A Critical Occluding Tension Phase Transition Occurs Between 30% and 40% 1RM in Dynamic Knee Extension Exercise.

Oxygen delivery and utilization to working muscle(s) are essential for sustained exercise performance. Higher contractile loads can occlude intramuscular blood vessels, limiting oxygen perfusion, while lighter loads minimize occlusion and allow perfusion. This study explored how external load impacted relative muscle endurance, work capacity, and muscle oxygenation in free-flow and cuff-occluded states to estimate the load at which a muscle occludes itself. Twenty-nine participants (10 untrained (UT), 9 endurance-trained (ET), 10 resistance-trained (RT); 14 females, 15 males) completed repetitions to task failure at 15%, 20%, 25%, 30%, 40%, and 80% of their unilateral knee-extension 1RM in free-flow and cuff-occluded states, with muscle oxygenation (SmO(2)) measured using near-infrared spectroscopy (NIRS).
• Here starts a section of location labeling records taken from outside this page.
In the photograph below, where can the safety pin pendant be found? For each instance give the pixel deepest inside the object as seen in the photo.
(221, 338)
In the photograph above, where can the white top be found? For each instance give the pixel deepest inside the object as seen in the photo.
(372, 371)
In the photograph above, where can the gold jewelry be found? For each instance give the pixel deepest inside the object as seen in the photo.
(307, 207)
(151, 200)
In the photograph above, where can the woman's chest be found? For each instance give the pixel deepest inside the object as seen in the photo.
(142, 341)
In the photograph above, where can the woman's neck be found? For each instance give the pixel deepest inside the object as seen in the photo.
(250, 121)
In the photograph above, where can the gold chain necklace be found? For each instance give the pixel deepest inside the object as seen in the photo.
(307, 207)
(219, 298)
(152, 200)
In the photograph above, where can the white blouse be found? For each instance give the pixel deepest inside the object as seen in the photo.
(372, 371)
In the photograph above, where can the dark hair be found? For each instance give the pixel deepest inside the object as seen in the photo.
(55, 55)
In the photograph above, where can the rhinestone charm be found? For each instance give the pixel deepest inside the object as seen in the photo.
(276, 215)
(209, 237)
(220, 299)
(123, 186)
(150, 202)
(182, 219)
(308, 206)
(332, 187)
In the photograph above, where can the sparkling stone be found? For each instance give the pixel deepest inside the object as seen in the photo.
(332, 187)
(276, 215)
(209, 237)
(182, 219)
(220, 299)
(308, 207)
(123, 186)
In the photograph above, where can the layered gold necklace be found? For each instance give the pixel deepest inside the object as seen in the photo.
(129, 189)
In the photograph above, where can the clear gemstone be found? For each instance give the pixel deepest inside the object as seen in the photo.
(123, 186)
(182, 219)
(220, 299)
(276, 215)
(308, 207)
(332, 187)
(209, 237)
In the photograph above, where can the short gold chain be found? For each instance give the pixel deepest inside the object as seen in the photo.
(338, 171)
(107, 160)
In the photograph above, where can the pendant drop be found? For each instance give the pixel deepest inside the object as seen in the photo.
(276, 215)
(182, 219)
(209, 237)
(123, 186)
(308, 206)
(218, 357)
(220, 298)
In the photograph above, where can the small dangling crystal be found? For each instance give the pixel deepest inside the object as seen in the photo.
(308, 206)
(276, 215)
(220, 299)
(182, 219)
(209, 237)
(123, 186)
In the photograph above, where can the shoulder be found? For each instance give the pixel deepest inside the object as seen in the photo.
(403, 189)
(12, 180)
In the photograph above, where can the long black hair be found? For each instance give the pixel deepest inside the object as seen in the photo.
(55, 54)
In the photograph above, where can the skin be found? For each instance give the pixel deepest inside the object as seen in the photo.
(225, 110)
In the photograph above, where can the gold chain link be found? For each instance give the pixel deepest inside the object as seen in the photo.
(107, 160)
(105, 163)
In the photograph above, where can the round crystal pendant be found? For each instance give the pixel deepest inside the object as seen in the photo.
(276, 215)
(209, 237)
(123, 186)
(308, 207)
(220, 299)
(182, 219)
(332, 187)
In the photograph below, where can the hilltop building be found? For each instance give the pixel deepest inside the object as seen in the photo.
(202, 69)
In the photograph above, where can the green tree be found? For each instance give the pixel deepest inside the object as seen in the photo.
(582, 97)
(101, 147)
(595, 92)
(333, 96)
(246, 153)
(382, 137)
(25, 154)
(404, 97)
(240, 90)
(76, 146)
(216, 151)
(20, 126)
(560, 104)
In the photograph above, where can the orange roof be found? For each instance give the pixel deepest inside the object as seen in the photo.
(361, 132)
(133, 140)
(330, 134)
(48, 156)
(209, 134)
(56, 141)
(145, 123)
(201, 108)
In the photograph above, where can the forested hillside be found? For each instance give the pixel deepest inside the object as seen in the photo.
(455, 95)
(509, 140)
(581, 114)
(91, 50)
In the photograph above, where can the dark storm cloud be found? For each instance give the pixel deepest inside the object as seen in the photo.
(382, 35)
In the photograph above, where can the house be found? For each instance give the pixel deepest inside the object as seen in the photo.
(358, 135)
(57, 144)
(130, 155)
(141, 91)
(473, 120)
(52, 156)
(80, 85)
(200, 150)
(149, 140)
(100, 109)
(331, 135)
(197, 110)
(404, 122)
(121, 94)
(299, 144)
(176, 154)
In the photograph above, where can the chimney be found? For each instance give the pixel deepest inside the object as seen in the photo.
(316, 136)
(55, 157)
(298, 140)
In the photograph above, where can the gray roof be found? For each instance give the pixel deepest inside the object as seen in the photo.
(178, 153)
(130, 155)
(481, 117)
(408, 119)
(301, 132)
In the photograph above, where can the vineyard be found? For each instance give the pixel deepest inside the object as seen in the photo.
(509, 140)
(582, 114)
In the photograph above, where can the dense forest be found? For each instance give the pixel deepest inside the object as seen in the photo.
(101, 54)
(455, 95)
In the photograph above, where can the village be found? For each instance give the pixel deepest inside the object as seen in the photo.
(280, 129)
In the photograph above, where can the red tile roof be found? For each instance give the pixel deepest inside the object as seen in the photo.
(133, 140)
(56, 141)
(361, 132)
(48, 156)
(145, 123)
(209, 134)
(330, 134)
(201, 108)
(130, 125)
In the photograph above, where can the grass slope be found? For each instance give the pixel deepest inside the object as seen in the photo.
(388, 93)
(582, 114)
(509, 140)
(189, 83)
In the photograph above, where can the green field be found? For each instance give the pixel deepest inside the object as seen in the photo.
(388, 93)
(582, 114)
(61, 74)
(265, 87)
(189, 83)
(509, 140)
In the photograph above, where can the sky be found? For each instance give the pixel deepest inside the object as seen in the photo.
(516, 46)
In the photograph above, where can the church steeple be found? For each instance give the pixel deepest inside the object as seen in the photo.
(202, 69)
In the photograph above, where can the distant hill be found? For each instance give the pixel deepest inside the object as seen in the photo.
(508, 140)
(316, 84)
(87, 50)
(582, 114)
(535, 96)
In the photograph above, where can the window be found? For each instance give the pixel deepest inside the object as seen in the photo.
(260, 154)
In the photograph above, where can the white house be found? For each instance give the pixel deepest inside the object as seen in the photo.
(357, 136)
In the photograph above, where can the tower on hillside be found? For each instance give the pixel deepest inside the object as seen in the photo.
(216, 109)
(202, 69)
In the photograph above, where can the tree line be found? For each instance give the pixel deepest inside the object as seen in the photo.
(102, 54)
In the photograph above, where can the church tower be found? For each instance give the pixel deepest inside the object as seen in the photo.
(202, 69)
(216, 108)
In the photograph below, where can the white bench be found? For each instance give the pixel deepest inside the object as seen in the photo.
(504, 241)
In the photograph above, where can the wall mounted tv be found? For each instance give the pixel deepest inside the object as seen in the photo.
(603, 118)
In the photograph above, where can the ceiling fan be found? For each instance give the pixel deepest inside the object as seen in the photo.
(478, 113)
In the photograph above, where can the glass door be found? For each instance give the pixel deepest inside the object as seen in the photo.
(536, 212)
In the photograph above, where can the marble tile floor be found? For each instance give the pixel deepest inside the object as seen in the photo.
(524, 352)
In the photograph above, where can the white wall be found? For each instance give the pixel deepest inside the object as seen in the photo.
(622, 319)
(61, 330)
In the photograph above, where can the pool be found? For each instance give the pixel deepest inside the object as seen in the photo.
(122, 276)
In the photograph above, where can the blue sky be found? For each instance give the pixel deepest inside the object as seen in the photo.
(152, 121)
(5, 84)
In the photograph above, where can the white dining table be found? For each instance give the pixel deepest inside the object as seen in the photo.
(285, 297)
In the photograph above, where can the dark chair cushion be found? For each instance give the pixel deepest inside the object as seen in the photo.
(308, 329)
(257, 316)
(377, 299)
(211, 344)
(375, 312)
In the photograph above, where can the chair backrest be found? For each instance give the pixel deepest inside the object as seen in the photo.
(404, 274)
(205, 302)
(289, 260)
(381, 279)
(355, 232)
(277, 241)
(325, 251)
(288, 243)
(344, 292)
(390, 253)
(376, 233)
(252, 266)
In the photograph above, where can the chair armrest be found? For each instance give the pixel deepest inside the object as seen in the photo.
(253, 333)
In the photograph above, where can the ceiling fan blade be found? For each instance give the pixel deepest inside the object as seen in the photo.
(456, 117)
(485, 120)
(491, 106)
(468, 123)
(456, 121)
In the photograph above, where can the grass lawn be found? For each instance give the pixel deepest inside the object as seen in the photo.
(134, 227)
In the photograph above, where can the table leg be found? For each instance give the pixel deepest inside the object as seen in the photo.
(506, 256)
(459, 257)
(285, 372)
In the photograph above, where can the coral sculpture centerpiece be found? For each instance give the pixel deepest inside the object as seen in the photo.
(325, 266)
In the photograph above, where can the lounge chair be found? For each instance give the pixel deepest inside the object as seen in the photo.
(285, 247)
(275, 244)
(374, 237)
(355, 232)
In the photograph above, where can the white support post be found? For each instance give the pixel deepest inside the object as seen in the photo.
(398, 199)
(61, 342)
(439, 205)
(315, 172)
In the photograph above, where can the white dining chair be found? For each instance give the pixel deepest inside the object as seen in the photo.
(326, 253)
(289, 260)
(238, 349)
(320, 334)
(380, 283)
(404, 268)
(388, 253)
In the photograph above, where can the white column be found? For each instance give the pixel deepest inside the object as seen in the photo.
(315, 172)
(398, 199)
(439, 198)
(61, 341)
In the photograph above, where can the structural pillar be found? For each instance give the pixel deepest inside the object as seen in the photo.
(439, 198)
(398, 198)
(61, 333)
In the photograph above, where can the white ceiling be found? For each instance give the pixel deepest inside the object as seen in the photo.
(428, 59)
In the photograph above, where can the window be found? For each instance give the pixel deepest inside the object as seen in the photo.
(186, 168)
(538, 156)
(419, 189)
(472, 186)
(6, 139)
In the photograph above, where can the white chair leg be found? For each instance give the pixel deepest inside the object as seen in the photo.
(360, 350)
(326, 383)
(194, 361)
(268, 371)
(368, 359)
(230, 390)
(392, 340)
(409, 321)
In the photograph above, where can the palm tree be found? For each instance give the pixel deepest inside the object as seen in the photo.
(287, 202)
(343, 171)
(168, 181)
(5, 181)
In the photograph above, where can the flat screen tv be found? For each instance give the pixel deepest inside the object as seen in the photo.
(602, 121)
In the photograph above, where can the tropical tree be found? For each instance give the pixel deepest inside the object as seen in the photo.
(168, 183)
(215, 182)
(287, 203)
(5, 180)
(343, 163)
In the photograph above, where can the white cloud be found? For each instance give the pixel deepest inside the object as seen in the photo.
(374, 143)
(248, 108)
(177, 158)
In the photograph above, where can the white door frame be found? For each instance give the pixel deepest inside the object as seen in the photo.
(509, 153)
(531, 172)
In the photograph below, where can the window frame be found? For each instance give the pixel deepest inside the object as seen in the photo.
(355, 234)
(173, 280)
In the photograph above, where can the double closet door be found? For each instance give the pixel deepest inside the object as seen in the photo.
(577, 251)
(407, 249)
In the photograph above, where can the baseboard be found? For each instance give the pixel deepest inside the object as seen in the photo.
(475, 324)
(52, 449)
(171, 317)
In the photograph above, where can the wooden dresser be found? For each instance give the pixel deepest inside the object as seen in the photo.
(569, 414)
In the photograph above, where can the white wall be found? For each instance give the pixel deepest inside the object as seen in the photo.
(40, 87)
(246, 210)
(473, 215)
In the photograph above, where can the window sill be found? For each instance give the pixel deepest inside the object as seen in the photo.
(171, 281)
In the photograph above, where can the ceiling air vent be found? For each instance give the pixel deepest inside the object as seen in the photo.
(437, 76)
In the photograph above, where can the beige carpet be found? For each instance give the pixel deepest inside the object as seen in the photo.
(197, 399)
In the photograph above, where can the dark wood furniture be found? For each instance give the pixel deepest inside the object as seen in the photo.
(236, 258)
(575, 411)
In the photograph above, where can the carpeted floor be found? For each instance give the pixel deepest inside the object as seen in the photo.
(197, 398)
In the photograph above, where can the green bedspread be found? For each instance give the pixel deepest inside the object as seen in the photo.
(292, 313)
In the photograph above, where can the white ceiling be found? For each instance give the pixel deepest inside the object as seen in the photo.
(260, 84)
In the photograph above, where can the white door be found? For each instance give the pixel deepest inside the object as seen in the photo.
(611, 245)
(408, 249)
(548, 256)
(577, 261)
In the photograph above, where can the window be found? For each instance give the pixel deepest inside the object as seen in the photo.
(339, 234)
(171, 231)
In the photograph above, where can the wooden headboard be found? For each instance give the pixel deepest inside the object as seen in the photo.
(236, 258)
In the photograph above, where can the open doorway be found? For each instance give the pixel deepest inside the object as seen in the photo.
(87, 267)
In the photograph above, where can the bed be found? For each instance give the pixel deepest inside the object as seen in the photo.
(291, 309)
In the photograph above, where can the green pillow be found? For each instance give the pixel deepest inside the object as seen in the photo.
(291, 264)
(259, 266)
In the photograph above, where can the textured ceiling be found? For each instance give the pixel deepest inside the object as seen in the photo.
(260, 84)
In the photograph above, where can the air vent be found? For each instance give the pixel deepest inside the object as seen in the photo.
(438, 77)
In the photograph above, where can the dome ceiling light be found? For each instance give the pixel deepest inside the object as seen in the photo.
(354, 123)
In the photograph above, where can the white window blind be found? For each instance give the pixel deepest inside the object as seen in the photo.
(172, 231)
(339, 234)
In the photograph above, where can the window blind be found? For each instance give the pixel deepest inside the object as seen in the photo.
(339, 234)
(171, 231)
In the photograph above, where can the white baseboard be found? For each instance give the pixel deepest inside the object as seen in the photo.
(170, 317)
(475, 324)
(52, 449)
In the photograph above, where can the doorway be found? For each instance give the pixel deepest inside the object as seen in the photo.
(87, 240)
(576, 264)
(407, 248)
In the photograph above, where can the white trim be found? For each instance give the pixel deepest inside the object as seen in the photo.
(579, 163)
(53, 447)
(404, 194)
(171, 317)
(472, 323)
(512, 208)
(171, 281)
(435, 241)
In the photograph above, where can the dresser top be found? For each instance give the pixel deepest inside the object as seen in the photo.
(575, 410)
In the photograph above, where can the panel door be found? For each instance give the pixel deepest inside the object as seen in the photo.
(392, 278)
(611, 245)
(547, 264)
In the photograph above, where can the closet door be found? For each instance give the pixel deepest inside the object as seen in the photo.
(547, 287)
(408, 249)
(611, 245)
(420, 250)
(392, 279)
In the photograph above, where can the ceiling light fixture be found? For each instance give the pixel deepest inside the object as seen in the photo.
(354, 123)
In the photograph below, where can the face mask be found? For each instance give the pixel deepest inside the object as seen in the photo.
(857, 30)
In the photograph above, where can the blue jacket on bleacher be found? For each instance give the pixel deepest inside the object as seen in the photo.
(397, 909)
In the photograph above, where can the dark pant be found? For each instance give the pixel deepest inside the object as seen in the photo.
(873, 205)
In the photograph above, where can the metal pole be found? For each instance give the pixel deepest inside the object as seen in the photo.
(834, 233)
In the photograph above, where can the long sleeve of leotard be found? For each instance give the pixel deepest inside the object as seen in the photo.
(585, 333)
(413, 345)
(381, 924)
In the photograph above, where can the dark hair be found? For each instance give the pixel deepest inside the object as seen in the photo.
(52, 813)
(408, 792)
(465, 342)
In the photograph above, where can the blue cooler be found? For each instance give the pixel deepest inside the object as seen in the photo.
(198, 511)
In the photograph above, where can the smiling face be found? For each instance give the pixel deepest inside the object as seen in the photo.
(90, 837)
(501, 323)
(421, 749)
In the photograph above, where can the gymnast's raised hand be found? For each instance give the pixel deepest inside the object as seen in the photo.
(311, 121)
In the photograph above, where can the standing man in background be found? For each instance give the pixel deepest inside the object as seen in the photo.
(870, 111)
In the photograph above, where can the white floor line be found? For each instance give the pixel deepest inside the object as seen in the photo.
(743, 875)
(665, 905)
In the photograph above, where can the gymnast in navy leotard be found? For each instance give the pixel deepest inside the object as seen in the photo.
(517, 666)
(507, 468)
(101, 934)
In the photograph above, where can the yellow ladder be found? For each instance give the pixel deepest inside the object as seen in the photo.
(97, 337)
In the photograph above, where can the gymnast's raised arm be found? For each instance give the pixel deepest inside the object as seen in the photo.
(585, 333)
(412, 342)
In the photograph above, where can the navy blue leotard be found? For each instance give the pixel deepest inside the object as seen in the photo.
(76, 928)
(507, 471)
Compared to cuff-occlusion, greater work capacity and SmO(2) were observed in the free-flow state at 15%-30% 1RM (p < 0.05), but no differences were seen at 40% and 80% 1RM (p ≥ 0.05). In the free-flow state above 40% 1RM, RT participants performed more work than UT and ET (p < 0.05), with no differences between UT and ET (p ≥ 0.05). At 25% and 30% 1RM, ET and RT participants performed more work than UT (p < 0.05), with no differences between ET and RT (p ≥ 0.05). At 15% and 20% 1RM, ET participants performed more work than UT and RT (p < 0.05). These results suggest a load range of > 30% but ≤ 40% 1RM may represent a phase transition in critical occluding tension of the quadriceps, with contractile induced occlusion occurring above this range, and perfusion occurring below.